保定装置を用いて後戻りを防ぐために一定の期間を設けますが、個人の判断で保定をサボってしまうと、矯正した歯並びが元の位置に戻ってしまいます。

小児矯正が終わったとしても、歯並びが元の位置に戻らないようにすることが大切です。

治療方法によっては期待した結果を得られないこともある

小児矯正では、床矯正装置を使って顎を広げますが、顎の骨格自体は装置で広げることはできません。

過度におこなうと、歯を歯槽骨の外側に押し出す形となり、歯根が露出したり、歯の神経が死んでしまったりする可能性があります。

また、床矯正では、歯列を前方に広げることもあり、過度におこなうと前歯が前に突出してしまうことも。

結果的に出っ歯になったり、口元がしゃくれたり、不正咬合になる可能性もあります。

床矯正装置を用いて治療を進める場合は、顎の骨格の大きさや形などの条件を判断したうえで進めましょう。

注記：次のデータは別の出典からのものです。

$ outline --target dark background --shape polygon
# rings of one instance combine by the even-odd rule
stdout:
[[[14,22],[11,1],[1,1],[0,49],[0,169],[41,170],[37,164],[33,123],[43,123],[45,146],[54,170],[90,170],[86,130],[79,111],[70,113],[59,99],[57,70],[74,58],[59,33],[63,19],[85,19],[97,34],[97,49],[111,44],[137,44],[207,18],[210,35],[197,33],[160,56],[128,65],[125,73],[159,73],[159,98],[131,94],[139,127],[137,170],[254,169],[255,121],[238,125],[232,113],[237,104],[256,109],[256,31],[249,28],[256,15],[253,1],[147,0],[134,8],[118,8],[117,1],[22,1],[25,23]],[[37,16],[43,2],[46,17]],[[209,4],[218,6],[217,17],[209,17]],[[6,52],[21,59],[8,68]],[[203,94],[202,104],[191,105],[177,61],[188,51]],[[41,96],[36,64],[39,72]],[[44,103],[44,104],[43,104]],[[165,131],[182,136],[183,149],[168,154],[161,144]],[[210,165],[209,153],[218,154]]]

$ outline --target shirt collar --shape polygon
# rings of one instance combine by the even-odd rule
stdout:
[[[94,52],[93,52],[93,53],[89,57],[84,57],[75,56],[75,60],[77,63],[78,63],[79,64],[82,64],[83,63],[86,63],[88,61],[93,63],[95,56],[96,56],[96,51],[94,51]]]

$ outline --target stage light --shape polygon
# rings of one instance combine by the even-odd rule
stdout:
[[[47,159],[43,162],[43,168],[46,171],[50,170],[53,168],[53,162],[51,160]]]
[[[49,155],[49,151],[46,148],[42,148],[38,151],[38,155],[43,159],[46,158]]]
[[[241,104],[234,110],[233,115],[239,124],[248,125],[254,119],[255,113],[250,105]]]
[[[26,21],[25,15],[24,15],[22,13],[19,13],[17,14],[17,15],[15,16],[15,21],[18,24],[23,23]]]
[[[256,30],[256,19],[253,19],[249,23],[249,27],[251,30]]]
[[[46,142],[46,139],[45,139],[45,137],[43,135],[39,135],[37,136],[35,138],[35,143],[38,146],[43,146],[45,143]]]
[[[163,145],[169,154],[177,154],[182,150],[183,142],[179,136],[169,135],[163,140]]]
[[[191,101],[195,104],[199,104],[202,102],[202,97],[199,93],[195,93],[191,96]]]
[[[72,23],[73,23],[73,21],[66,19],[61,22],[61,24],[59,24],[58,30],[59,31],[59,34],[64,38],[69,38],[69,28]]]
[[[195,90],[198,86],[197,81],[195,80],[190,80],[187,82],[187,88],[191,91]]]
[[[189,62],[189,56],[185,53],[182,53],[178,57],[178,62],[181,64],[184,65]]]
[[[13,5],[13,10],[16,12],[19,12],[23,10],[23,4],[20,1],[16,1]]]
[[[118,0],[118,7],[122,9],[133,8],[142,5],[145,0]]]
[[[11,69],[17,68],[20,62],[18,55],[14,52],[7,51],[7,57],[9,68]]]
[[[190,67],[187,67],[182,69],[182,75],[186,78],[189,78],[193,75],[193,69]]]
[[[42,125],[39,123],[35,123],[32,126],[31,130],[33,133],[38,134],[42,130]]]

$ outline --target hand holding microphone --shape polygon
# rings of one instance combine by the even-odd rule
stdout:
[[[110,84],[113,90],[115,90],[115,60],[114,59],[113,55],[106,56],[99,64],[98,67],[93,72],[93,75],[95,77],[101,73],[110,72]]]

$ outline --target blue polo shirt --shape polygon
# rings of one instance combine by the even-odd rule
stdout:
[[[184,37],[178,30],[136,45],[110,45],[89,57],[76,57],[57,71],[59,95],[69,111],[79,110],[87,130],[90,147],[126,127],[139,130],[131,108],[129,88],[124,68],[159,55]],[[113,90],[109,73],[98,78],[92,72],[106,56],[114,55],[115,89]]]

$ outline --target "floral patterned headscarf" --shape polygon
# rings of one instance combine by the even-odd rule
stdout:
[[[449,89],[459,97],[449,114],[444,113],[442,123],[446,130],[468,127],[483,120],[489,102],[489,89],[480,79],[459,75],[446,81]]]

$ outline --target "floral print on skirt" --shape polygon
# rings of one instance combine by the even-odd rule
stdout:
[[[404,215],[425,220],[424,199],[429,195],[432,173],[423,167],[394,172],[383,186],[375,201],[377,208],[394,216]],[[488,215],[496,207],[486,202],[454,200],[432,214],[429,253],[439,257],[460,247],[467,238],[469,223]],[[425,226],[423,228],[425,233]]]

また、舌や噛み癖などの悪習慣も治療に影響するため、改善していくことが大切です。

関連記事:小児矯正の失敗例と失敗しないための対策を紹介

小児矯正を早期に始めたほうがいい症例

小児矯正を早期に始めたほうがいい症例を紹介します。

・反対咬合
・交叉咬合
・萌出不全
・開咬(かいこう)
・上顎前突

症例に該当する場合は、小児矯正を提供する歯科医院へ相談しましょう。

反対咬合

反対咬合とは、下の歯が上の歯よりも前方に突出している噛み合わせのことです。

受け口とも呼びます。

反対咬合は、下顎の成長が過度であることや上顎の成長が不十分であること、もしくは上の歯が後ろに傾斜していることや前歯が前方に突出していることが原因となっていることが多いです。

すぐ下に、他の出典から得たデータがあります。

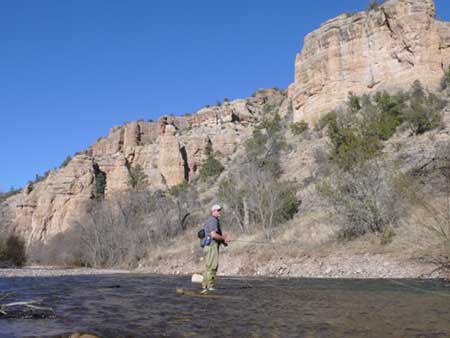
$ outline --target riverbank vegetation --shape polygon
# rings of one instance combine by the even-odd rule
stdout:
[[[322,232],[308,248],[367,235],[386,248],[399,242],[399,234],[412,234],[414,226],[428,231],[427,240],[417,243],[421,257],[449,270],[448,144],[431,140],[433,154],[407,148],[448,129],[446,107],[445,95],[427,92],[420,82],[396,94],[350,94],[343,109],[314,128],[293,123],[291,114],[280,113],[281,104],[272,105],[234,156],[225,159],[209,143],[199,175],[167,191],[150,190],[143,168],[129,166],[129,190],[106,197],[103,174],[94,167],[94,196],[84,216],[69,232],[31,247],[29,256],[45,264],[136,267],[180,238],[197,243],[208,206],[219,202],[225,205],[223,223],[235,236],[281,243]],[[316,156],[302,162],[311,174],[298,181],[305,168],[296,156],[312,144]],[[422,218],[408,223],[419,210]],[[304,227],[311,215],[328,223]],[[290,254],[301,248],[295,250]]]

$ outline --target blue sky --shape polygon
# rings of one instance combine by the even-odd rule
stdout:
[[[450,20],[450,2],[436,0]],[[368,0],[0,0],[0,191],[127,121],[286,88],[320,23]]]

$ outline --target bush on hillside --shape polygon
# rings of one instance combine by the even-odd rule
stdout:
[[[211,142],[208,142],[205,147],[206,159],[203,161],[199,171],[200,178],[206,180],[210,177],[217,177],[225,169],[217,159],[218,154],[212,149]]]
[[[441,79],[441,90],[450,90],[450,66]]]
[[[105,198],[106,173],[100,170],[97,163],[94,163],[92,168],[94,169],[94,198],[101,201]]]
[[[148,187],[148,176],[140,164],[136,164],[134,167],[128,167],[128,173],[130,175],[128,185],[132,189],[143,191]]]
[[[442,123],[442,109],[446,102],[435,94],[427,94],[419,81],[414,82],[403,120],[414,134],[423,134],[439,127]]]
[[[219,185],[230,221],[243,232],[262,230],[267,239],[293,217],[299,204],[296,183],[280,180],[284,133],[278,114],[263,120],[246,142],[245,159],[238,170]]]
[[[6,240],[0,239],[0,261],[11,262],[15,266],[25,264],[24,240],[16,235],[10,235]]]
[[[297,136],[297,135],[301,135],[305,131],[307,131],[309,126],[308,126],[307,122],[299,121],[299,122],[291,123],[289,125],[289,128],[291,129],[292,134]]]
[[[265,118],[253,130],[252,137],[245,142],[247,162],[269,171],[273,177],[281,175],[280,156],[286,149],[285,130],[280,115]]]
[[[371,160],[348,171],[336,167],[317,184],[319,195],[334,210],[341,238],[382,233],[395,224],[402,210],[396,188],[400,177],[394,166]]]

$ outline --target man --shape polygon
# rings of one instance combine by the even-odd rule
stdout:
[[[219,267],[219,247],[221,244],[227,246],[229,243],[228,237],[222,234],[220,228],[220,213],[222,207],[219,204],[214,204],[211,207],[211,216],[205,225],[204,248],[205,252],[205,273],[203,275],[203,291],[202,294],[215,290],[216,274]]]

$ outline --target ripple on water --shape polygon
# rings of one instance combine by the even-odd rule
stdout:
[[[199,297],[176,294],[198,288],[189,277],[0,278],[8,301],[39,298],[55,316],[0,319],[2,337],[450,337],[450,289],[438,281],[223,277],[219,286]]]

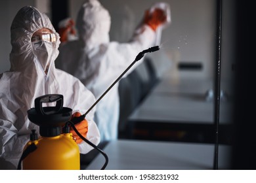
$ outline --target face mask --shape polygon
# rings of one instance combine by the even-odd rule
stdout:
[[[39,61],[43,70],[47,71],[56,53],[56,43],[41,41],[32,42],[33,53]]]

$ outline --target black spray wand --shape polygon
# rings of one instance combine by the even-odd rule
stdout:
[[[131,69],[131,67],[139,60],[142,58],[144,57],[144,55],[146,53],[149,52],[154,52],[156,51],[158,51],[160,49],[159,46],[156,46],[151,47],[147,50],[144,50],[142,52],[140,52],[135,58],[135,60],[133,61],[132,63],[131,63],[130,65],[123,71],[123,73],[121,74],[121,75],[112,83],[112,85],[104,92],[104,93],[96,101],[96,102],[90,107],[90,108],[88,109],[88,110],[83,114],[83,115],[80,116],[79,117],[74,117],[72,118],[72,122],[75,124],[77,123],[79,123],[79,122],[85,119],[86,115],[93,108],[93,107],[95,107],[95,105],[103,98],[103,97],[110,90],[110,89],[123,77],[123,76],[128,71],[129,69]]]

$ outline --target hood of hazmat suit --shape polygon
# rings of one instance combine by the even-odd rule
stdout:
[[[79,40],[68,42],[60,49],[56,67],[79,78],[96,99],[140,52],[156,46],[156,33],[146,24],[140,25],[127,42],[110,41],[110,16],[97,0],[89,0],[82,5],[75,22]],[[96,105],[95,120],[102,141],[117,138],[119,110],[117,82]]]
[[[56,40],[47,45],[42,41],[42,46],[35,46],[32,35],[42,28],[51,30]],[[95,102],[93,94],[77,78],[55,68],[60,37],[45,14],[32,7],[22,8],[11,31],[11,67],[10,71],[0,75],[0,169],[3,169],[16,168],[32,129],[39,133],[39,127],[28,120],[27,114],[28,110],[35,107],[35,98],[46,94],[63,95],[64,107],[83,114]],[[93,120],[94,112],[92,110],[86,118],[87,139],[97,145],[100,137]],[[93,148],[85,142],[78,145],[82,154]]]

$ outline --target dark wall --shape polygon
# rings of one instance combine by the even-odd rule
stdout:
[[[58,31],[58,22],[69,16],[68,0],[51,1],[52,23]]]
[[[250,1],[236,1],[236,105],[232,167],[256,169],[255,22]],[[255,47],[255,46],[254,46]]]

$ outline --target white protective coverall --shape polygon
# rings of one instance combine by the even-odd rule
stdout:
[[[50,58],[47,74],[42,67],[45,65],[44,60],[41,59],[41,63],[35,56],[31,42],[33,33],[43,27],[52,30],[58,37],[55,46],[47,50]],[[36,97],[45,94],[63,95],[63,107],[81,114],[95,101],[93,94],[77,78],[55,68],[59,35],[45,14],[33,7],[24,7],[18,12],[11,29],[11,67],[10,71],[0,75],[0,169],[16,169],[32,129],[39,132],[39,127],[30,122],[27,114],[28,110],[35,107]],[[91,110],[86,118],[87,139],[97,145],[100,137],[93,120],[94,112]],[[79,148],[82,154],[93,148],[85,142],[79,144]]]
[[[139,52],[156,46],[156,33],[146,24],[141,24],[135,30],[129,42],[110,42],[110,16],[97,0],[89,0],[82,5],[75,23],[79,40],[62,46],[56,61],[56,67],[79,78],[96,99]],[[123,77],[141,61],[134,65]],[[117,82],[96,105],[95,121],[101,141],[117,139],[119,110]]]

また、幼少期の指しゃぶりや口呼吸といった悪習慣が原因になっていることもあります。

反対咬合を放置すると、歯を支える顎骨へ負担がかかりやすい状態であるため、歯がぐらついてしまうことがあります。

将来的に、骨格性下顎前突という症例へ進行する可能性もあるので注意が必要です。

交叉咬合

交叉咬合(こうさこうごう)とは、上下の歯がどこかで交叉しており、下の歯列が突出している噛み合わせのことです。

クロスバイトとも呼びます。

上顎が小さいことや、下顎の形が変形していることが原因になっていることが多いです。

交叉咬合を放置すると、顔の歪みや顎関節症になる恐れがあります。

萌出不全

萌出不全(ほうしゅつふぜん)とは、歯の生え変わり時期が大幅に遅れることです。

歯茎の中に永久歯が埋まった状態のまま、生えてこないことを「埋伏歯(まいふくし)」と言います。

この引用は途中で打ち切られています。